Reprogramming the Intrahepatic Cholangiocarcinoma Immune Microenvironment by Chemotherapy and CTLA-4 Blockade Enhances Anti-PD-1 Therapy

Affiliations

Reprogramming the Intrahepatic Cholangiocarcinoma Immune Microenvironment by Chemotherapy and CTLA-4 Blockade Enhances Anti-PD-1 Therapy

Jiang Chen et al. Cancer Immunol Res. .

Abstract

Intrahepatic cholangiocarcinoma (ICC) has limited therapeutic options and a dismal prognosis. Adding blockade of the anti-programmed cell death protein (PD)-1 pathway to gemcitabine/cisplatin chemotherapy has recently shown efficacy in biliary tract cancers but with low response rates. Here, we studied the effects of anti-cytotoxic T lymphocyte antigen (CTLA)-4 when combined with anti-PD-1 and gemcitabine/cisplatin in orthotopic murine models of ICC. This combination therapy led to substantial survival benefits and reduction of morbidity in two aggressive ICC models that were resistant to immunotherapy alone. Gemcitabine/cisplatin treatment increased tumor-infiltrating lymphocytes and normalized the ICC vessels and, when combined with dual CTLA-4/PD-1 blockade, increased the number of activated CD8+Cxcr3+IFNγ+ T cells.
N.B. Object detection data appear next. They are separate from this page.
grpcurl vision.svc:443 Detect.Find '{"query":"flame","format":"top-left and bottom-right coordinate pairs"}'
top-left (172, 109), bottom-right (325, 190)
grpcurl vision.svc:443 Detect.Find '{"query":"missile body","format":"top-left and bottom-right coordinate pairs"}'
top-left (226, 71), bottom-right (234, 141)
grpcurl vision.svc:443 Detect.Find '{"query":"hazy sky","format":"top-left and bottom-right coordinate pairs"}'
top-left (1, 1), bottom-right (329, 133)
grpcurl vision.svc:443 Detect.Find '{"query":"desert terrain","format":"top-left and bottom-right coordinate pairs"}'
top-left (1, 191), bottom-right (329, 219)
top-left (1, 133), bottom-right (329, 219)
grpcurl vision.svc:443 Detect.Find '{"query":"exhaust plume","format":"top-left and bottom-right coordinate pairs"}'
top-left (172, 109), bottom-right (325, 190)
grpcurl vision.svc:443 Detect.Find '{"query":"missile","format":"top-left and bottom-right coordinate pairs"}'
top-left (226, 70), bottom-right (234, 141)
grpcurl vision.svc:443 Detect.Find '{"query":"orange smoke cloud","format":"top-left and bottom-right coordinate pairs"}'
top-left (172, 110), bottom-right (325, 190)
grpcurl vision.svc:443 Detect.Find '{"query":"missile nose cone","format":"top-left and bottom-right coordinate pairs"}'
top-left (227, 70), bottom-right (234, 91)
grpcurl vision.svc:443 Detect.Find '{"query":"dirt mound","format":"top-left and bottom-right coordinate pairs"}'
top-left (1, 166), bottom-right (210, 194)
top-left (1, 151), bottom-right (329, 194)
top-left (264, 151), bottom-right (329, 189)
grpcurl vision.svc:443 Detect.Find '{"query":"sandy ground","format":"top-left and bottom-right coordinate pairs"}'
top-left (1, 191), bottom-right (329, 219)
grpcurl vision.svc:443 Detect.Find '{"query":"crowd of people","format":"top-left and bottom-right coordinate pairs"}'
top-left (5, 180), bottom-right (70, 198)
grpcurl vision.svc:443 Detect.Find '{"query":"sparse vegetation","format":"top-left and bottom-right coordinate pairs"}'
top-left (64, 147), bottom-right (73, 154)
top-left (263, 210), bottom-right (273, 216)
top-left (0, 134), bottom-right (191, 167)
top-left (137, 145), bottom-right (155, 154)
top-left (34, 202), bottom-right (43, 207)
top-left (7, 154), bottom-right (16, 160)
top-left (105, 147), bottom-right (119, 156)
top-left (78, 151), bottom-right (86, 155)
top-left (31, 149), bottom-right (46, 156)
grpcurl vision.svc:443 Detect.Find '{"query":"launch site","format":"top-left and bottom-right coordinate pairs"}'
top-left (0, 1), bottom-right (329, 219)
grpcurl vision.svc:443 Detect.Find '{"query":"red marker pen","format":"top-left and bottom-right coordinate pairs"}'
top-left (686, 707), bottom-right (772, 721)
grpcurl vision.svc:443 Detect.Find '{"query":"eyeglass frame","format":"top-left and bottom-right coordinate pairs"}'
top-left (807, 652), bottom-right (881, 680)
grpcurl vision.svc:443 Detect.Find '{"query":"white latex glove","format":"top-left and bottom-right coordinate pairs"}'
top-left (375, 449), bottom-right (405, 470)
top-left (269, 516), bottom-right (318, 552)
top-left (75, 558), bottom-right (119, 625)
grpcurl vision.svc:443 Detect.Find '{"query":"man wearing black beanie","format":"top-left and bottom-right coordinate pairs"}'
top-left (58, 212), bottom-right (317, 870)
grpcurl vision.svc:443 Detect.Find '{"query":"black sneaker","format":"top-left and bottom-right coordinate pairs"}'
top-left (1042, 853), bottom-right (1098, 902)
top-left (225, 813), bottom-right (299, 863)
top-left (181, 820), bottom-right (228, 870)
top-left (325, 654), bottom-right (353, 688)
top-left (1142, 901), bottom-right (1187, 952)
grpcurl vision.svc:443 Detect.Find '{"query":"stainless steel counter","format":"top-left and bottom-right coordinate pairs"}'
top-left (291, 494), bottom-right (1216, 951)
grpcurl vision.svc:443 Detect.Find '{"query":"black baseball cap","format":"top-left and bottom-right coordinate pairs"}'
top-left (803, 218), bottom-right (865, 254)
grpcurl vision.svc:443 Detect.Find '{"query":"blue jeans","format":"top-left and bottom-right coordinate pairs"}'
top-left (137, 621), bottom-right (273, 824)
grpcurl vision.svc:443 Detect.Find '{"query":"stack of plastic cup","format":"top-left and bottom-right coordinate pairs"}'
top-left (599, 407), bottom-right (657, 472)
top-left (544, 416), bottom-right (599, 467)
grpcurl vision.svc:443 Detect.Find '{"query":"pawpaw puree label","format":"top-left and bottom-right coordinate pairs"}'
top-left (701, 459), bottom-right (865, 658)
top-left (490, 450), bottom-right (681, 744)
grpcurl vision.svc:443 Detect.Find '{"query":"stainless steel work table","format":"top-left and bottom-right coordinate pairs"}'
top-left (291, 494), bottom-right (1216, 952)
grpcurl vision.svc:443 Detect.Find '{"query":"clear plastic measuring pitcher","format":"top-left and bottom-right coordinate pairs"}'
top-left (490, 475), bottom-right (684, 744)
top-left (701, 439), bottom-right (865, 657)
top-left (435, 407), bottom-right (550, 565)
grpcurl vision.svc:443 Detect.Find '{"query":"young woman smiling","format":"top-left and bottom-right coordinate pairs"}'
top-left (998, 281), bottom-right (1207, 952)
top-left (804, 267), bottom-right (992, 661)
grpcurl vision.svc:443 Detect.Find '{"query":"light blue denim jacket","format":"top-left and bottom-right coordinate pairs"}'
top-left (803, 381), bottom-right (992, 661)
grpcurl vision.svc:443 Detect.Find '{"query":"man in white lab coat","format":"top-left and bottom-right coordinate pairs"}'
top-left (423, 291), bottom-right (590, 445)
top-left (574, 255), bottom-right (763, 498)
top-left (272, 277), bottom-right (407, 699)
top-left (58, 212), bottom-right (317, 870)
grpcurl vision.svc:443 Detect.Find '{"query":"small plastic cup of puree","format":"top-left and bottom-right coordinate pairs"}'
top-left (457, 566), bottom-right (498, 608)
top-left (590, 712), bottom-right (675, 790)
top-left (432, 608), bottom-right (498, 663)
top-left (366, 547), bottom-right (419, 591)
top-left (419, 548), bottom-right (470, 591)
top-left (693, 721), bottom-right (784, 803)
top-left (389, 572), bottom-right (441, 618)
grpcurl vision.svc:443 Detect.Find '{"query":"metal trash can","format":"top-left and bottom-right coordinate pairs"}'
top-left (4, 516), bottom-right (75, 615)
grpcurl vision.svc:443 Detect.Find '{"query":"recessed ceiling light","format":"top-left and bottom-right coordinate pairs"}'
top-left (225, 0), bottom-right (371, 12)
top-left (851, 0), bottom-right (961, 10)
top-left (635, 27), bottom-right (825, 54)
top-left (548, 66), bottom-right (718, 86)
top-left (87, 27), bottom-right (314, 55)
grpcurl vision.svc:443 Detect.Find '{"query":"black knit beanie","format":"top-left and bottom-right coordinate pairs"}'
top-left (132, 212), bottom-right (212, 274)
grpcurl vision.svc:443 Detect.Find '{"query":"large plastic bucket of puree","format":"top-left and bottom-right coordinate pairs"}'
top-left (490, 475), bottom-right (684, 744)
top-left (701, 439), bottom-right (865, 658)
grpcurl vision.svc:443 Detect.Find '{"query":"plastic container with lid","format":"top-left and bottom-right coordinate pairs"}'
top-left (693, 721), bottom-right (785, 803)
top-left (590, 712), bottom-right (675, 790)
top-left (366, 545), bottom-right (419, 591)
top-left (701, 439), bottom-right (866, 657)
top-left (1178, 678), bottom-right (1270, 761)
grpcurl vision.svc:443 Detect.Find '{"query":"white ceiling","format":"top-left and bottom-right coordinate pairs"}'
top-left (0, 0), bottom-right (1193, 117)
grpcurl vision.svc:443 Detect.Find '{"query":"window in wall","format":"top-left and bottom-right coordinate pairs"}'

CD8+ T cells were necessary for the therapeutic benefit because the efficacy was compromised when CD8+ T cells were depleted. Expression of Cxcr3 on CD8+ T cells is necessary and sufficient because CD8+ T cells from Cxcr3+/+ but not Cxcr3-/- mice rescued efficacy in T cell‒deficient mice. Finally, rational scheduling of anti-CTLA-4 "priming" with chemotherapy followed by anti-PD-1 therapy achieved equivalent efficacy with reduced overall drug exposure. These data suggest that this combination approach should be clinically tested to overcome resistance to current therapies in ICC patients.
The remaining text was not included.